Anti-sectarianism campaigners have called for organisers of public processions in a Scottish city to agree to crack down on hate crime troublemakers.
Under the proposals, march organisers and performers would sign a pledge guaranteeing they will neither permit nor tolerate any behaviour which may incite or inspire religious or cultural hatred.
Nil by Mouth has submitted the idea to Glasgow City Council's public consultation on marches and parades, which closed this week.
Its submission also calls for march stewards to be licensed and for face-to-face consultations between organisers and the communities where parades take place.
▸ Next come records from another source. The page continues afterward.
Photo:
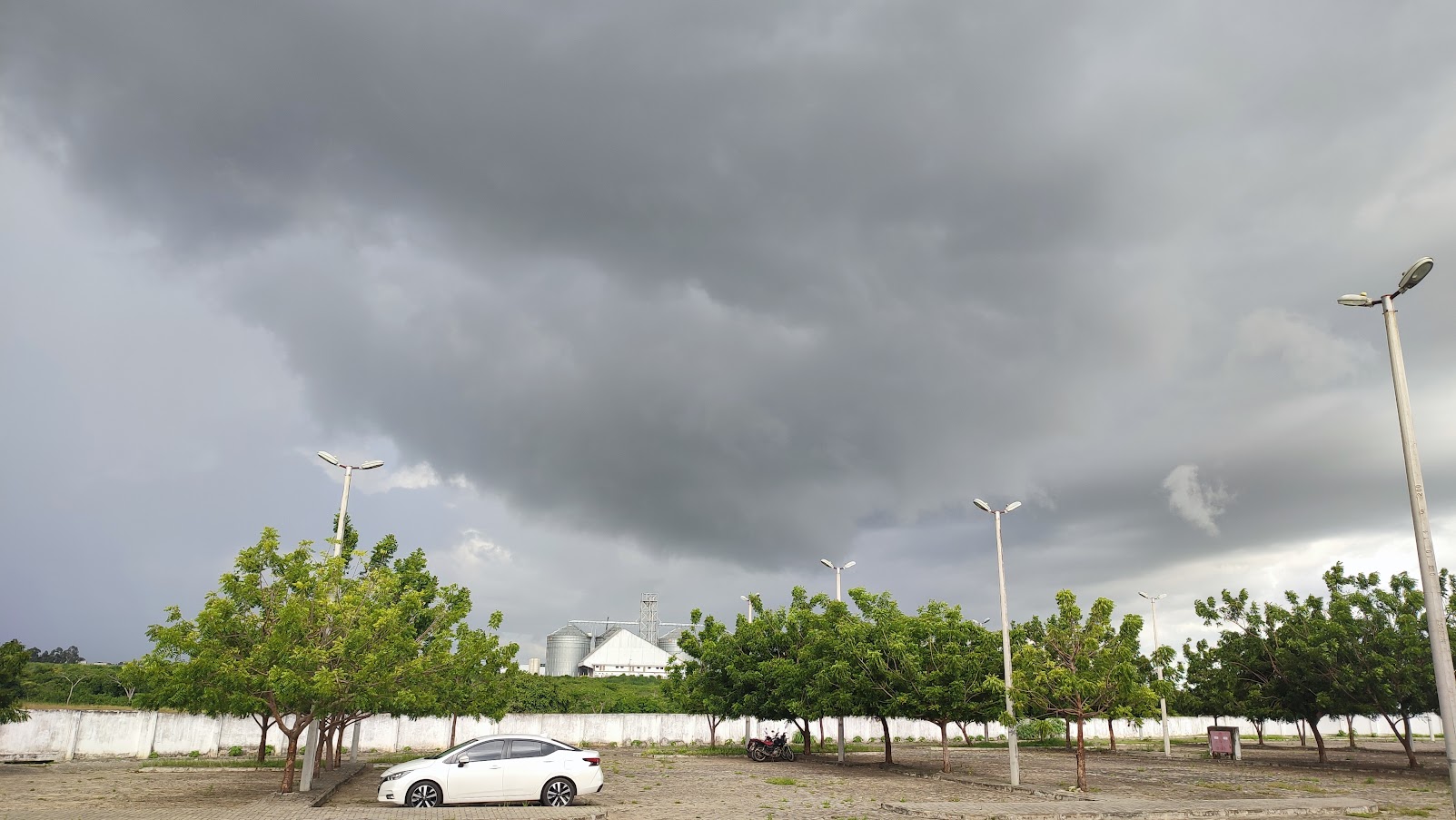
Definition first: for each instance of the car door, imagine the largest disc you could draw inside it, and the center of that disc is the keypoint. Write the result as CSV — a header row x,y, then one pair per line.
x,y
528,768
476,774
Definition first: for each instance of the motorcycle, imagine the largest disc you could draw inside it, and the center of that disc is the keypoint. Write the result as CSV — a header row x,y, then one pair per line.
x,y
772,747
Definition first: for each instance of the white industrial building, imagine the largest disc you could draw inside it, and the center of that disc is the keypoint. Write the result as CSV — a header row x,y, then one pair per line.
x,y
616,650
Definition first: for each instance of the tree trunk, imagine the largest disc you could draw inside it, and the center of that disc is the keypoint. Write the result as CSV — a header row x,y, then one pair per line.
x,y
289,762
946,752
1405,740
884,726
1320,738
262,742
1082,761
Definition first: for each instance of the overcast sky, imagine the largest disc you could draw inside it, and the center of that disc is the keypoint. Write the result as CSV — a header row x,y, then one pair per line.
x,y
682,297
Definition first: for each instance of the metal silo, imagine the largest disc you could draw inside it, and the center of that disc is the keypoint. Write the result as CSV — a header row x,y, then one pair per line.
x,y
669,643
565,650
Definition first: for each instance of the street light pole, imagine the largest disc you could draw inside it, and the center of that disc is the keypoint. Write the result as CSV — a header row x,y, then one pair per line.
x,y
311,752
837,596
1162,702
1001,577
1415,487
748,720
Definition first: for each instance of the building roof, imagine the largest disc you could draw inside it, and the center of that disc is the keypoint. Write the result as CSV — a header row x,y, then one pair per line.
x,y
625,648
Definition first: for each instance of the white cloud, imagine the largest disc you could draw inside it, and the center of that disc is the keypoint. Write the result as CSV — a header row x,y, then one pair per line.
x,y
475,548
414,477
1194,501
1312,356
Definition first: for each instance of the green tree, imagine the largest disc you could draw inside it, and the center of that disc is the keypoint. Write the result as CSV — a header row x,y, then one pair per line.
x,y
865,665
14,657
290,631
1385,654
948,684
704,684
1287,654
1079,668
775,672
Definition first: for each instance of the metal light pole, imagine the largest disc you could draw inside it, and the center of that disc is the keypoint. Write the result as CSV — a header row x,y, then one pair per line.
x,y
311,752
1430,581
748,720
837,596
1162,702
1001,576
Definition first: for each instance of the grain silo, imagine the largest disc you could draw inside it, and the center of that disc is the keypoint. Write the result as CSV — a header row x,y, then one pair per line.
x,y
565,648
669,643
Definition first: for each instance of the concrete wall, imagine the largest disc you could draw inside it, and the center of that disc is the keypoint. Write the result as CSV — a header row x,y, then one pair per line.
x,y
79,733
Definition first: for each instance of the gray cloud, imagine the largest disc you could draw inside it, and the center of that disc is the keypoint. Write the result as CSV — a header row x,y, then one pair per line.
x,y
744,284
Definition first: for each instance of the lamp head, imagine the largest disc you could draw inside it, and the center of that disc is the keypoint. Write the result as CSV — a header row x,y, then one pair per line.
x,y
1415,272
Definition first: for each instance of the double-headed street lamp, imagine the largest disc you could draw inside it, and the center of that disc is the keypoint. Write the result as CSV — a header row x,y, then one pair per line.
x,y
1430,581
1162,702
311,752
837,596
1001,577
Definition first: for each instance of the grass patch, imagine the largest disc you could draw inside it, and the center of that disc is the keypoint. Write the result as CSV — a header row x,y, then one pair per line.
x,y
209,764
393,756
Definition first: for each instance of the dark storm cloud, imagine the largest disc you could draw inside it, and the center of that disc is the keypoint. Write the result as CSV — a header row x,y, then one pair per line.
x,y
734,279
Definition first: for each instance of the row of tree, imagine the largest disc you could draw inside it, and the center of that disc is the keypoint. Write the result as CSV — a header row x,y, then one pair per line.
x,y
294,637
818,657
1363,648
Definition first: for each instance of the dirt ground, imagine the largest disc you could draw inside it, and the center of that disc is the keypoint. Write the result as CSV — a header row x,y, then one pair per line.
x,y
659,786
82,785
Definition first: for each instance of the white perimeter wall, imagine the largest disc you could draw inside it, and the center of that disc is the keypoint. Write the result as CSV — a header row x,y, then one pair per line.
x,y
79,733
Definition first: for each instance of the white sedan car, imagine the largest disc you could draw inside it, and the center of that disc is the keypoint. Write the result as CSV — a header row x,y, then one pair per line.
x,y
499,768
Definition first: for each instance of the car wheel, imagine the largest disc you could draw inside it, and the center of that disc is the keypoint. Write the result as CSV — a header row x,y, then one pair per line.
x,y
558,793
424,794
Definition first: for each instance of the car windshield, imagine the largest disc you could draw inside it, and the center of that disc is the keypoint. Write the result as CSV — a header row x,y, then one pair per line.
x,y
451,750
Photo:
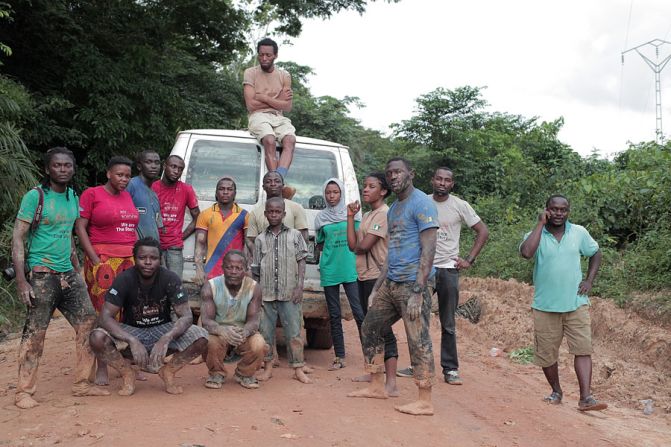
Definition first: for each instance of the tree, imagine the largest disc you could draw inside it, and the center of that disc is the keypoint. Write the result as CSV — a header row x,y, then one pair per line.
x,y
119,77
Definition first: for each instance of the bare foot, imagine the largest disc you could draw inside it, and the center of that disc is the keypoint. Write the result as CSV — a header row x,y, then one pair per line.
x,y
266,374
364,378
418,408
391,389
370,392
26,403
299,375
168,376
139,375
102,378
88,390
128,384
198,360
It also wants the Scottish Government to look at the issue at a national level.
The charity said that 362 marches and parades were held in Glasgow in 2011-12, 172 of them by the Orange Order.
Nil by Mouth campaign director Dave Scott said: "Whilst we have seen progress over the past decade on this issue, it's clear the sheer volume of parades in Glasgow place unique pressures on the city.
"We fully accept the right to march but many of the groups involved must realise that the number of parades they currently hold is disproportionate to the level of support they have in wider society.
"We have suggested a range of practical measures including licensing of march stewards and asking organisers and performers to sign a public order declaration aimed at ensuring that effective checks and balances are in place.
"We are also calling for wider engagement with host communities, particularly in terms of organisers meeting with them at the earliest possible opportunity in the application process. Communities must feel involved in this process."
A report on responses to the consultation will go to a city council committee next month.